Herri Musikaren Txokoa, la mémoire de la musique
Juan Mari Beltran parle avec passion de son dernier travail, mais le projet qui lui tient à c¦ur c’est Herri Musikaren Txokoa, le coin de la musique populaire. Ce centre de documentation sur la musique traditionnelle situé à Oiartzun, dans le quartier d’Eroien, se veut une sorte de musée vivant pour la recherche de la musique traditionnelle et de ses instruments. Cela dit, il ne s’agit pas que d’un centre destiné aux musiciens ou aux chercheurs. "On souhaite mettre à la portée de tout type de publics la culture du Pays Basque, et surtout sa musique populaire, de façon didactique, amène et compréhensible". L’un des objectifs est d’attirer l’attention des plus jeunes sur le patrimoine musical du Pays Basque, mais aussi d’ailleurs.Une exposition rassemble près de 400 instruments de musique populaire en provenance de tous les continents de la planète. Grâce à un système audio, le visiteur peut écouter l’instrument qu’il regarde. Une bibliothèque, une phonothèque et des archives d’images complètent la collection d’instruments populaires. Par ailleurs, tous les trois mois, le centre organise des concerts. Un atelier de fabrication d’instruments est également ouvert aux intéressés. Pour y assister il faut contacter d’avance les responsables au 0034 943 49 35 78. Le musée est ouvert tous les jeudis, vendredis et samedis.

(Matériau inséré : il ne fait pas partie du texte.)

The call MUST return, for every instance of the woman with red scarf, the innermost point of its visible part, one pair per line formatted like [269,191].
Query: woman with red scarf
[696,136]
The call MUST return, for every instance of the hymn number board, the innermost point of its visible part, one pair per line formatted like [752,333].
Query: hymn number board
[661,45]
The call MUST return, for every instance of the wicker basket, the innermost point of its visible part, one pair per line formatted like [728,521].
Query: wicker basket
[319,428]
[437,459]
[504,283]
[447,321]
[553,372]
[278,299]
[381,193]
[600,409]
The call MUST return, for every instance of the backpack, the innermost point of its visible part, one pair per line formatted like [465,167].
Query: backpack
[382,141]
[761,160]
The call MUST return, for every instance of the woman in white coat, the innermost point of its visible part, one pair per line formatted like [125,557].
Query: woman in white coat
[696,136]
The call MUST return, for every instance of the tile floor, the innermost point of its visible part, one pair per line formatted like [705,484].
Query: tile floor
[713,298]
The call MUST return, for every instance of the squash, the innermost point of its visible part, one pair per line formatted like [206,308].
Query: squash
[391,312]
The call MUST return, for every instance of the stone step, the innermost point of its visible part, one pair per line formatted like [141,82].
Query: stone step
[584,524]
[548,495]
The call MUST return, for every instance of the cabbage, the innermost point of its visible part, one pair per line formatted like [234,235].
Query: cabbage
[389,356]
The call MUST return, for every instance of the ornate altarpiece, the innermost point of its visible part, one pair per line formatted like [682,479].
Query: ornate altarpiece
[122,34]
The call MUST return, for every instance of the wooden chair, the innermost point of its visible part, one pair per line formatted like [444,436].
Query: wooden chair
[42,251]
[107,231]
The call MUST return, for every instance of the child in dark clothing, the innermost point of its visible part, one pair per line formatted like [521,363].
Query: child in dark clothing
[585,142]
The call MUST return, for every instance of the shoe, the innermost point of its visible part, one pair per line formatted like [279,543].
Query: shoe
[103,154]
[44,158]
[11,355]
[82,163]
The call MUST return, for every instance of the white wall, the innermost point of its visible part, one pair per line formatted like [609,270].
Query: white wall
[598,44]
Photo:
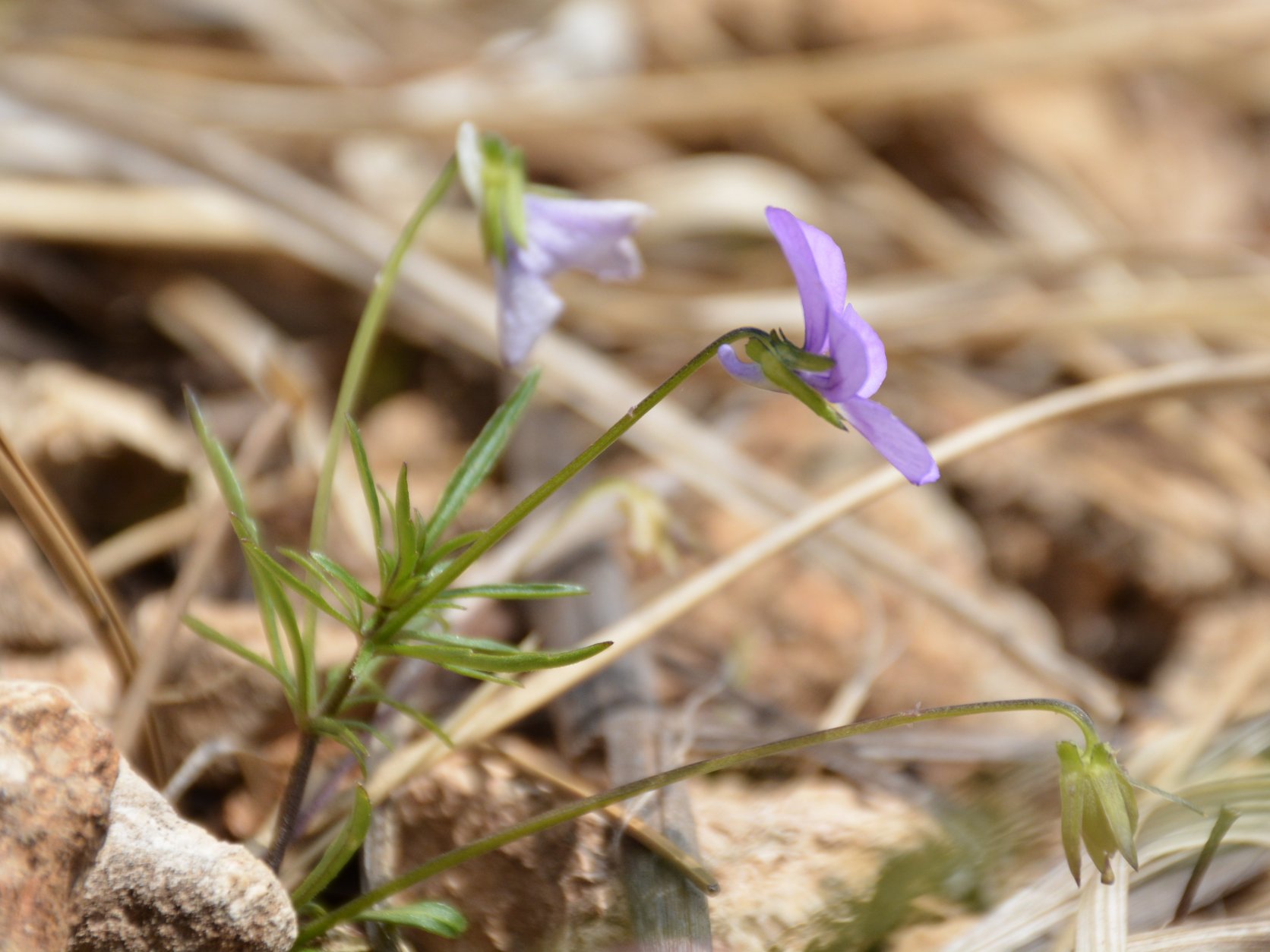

La singulière musique de l’ajonc
Juan Mari Beltran est aussi réputé pour son travail d’expérimentation sur les vieux instruments de musique basques tels que la txalaparta [il est à l’origine de l’école d’Hernani, la plus importante pour cet instrument], l’alboka, la txanbela [gaita souletine], ainsi que pour la recherche de sons. C’est le hasard qui l’a conduit à retrouver un de ces sons, celui de l’ote jotzea. "L’ote jotzea est un travail agricole qui ne se fait plus. Il consistait à trancher l’ajonc épineux avec des bâtons munis d’une lame en fer. L’opération se faisait à trois ou à quatre, en tapant l’ajonc sur une sorte de baignoire en bois placée en hauteur, ce qui rendait le travail difficile. Mais le fait que cela ne se fasse pas à même le sol produisait à chaque coup une sonorité spéciale. Ce n’est plus du tok, tok, totok, mais du tounk, tounk, toutounk". Il y a quelques années une démonstration en avait été faite à Oiartzun. "C’est en la regardant et surtout en l’écoutant que je me suis aperçu que l’ote jotzea avait un rythme particulier que les paysans gardaient. "Bien sûr que l’ote jotzea a sa propre musique ; l’ote jotzea doit se réaliser avec sa musique !", m’avait alors lancé l’un d’entre eux. Une musique singulière qui évoque le son et les rythmes de la txalaparta et que l’on retrouve dans le dernier titre de son album.